Rupert Seggins, a senior economist at RBS, who wrote the report, said Yorkshire’s performance had been mixed, although growth in areas such as York and North East Lincolnshire remained in line with the UK average.
Mr Seggins added: “The Tour de France coming to Yorkshire has made enough noise to get some attention.”
According to Mr Seggins, the scale of the Grand Depart’s legacy will depend on how Yorkshire’s leaders go about embedding the goodwill the region has attracted because of the Grand Depart. The Tour de France has provided a “foot in the door” which Yorkshire’s business and tourism chiefs can use to demonstrate the region’s economic strengths, he added. An estimated five million spectators lined the route of the world’s greatest cycle race, which came to Yorkshire last month.
The tracker provides further evidence of a broad-based recovery, with all nine English regions growing for the sixth consecutive quarter in the second quarter.
Mr Seggins added: “It’s a mixed bag for Yorkshire and the Humber in the second quarter, with the region’s growth slowing to 0.6 per cent, quarter on quarter.”
This compares with a figure of 0.8 per cent growth recorded in the first quarter.
Mr Seggins added: “This appears to have primarily been due to slower manufacturing growth and the region’s lower reliance on the fastest growing sectors, such as professional, scientific and medical.
“On the plus side, three sectors performed better than their UK peers – retail and wholesale, transport and storage and electricity, gas, steam and air conditioning supply. North and North East Lincolnshire continues to hold the region’s top spot and has been rewarded with the region’s second largest unemployment rate fall, with only York, among the next fastest growing group, seeing a bigger fall. Unlike the rest of Yorkshire and the Humber, manufacturing was the standout performer.”
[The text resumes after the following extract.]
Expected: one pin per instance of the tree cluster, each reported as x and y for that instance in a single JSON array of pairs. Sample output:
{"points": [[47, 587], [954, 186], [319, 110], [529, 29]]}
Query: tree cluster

According to Mr Seggins, the first three months of the year was a manufacturing story, while the spotlight shifted to services in the second quarter.
Regions that did particularly well in the second quarter had a strong focus on areas such as scientific and medical, and distribution and transport services, according to RBS.
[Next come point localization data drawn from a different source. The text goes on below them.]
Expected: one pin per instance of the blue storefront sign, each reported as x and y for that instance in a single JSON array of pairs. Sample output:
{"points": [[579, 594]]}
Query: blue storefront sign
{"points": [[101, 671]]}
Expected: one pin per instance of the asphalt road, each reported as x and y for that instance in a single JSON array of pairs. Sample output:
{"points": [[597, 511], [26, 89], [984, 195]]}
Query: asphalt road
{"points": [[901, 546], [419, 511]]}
“As a result, London grew fastest, with the East Midlands not far behind. The capital’s inherent productivity advantage helped push its performance further
above the rest,’’ said Mr Seggins.
“Likewise at a local area level, it was the West and North West outer boroughs of London that topped the English charts. But they had to share top spot with Hertfordshire.
“But the success is not just confined to the South. Areas such as Warwickshire, North Northamptonshire, Leicestershire, Warrington and East Cheshire have all been among the very strongest growing in England.”